Congress must investigate
Mueller makes clear it's up to legislators to determine whether Trump obstructed justice
[Read the full article in The Hill]
Contrary to the summary that Attorney General William Barr gave Congress last month, the full Mueller report did not leave it up to the attorney general to decide whether President Trump obstructed justice.
That question is up to Congress, just as it was when obstruction of justice formed one of the bases for impeachment proceedings against both Richard Nixon and Bill Clinton.
As a historian of Watergate, I think the Mueller report shows us why Congress should not cede to an attorney general the responsibility on this central question of presidential fitness. The report gives four clear, straightforward reasons why the special counsel did not decide the issue — and all four of these reasons apply equally to Barr.
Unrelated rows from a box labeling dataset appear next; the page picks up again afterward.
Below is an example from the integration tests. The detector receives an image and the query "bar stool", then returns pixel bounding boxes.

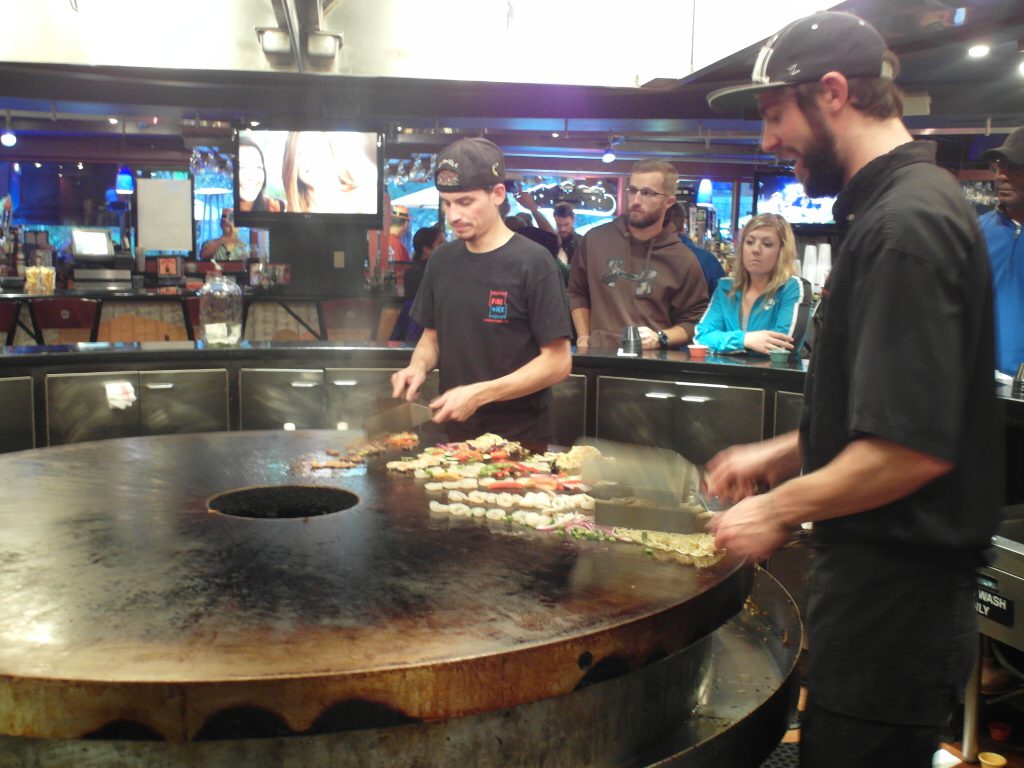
[29,298,99,344]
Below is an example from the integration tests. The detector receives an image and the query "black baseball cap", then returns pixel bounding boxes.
[434,136,505,191]
[981,128,1024,165]
[708,10,894,113]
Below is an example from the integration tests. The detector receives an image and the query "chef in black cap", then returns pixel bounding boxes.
[708,11,1000,768]
[391,138,571,445]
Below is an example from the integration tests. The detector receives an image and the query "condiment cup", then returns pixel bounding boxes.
[978,752,1007,768]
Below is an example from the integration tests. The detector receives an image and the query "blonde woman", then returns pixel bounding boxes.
[695,213,812,355]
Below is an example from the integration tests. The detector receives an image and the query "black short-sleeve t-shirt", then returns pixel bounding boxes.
[801,141,999,550]
[412,234,570,417]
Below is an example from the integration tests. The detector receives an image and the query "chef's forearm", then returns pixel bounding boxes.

- Indictment would place too heavy a burden on the president. Special counsel Robert Mueller cites the well-known Office of Legal Counsel (OLC) opinion that “criminal prosecution of a sitting President would impermissibly undermine the capacity of the executive branch.”
- Investigation of obstruction of justice could still move ahead. “We conducted a thorough factual investigation in order to preserve the evidence when memories were fresh and documentary materials were available,” the report stated. It notes that the president could still be prosecuted after leaving office through resignation or impeachment.
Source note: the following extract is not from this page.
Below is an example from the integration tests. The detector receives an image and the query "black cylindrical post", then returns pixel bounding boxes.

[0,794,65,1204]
- It would be unfair to accuse the president of a crime if he could not defend himself in court. Without a trial to either convict or acquit him, the accusation would hang over the president’s head, imperiling his ability to govern.
- “Fourth, if we had confidence after a thorough investigation of the facts that the President clearly did not commit obstruction of justice, we would so state,” the report concluded. In other words, if the evidence had given the special counsel an opportunity to clear Trump of the charge of obstruction, Mueller would have taken it. “Based on the facts and the applicable legal standards, however, we are unable to reach that judgment.” In other words, there is just too much evidence of obstruction.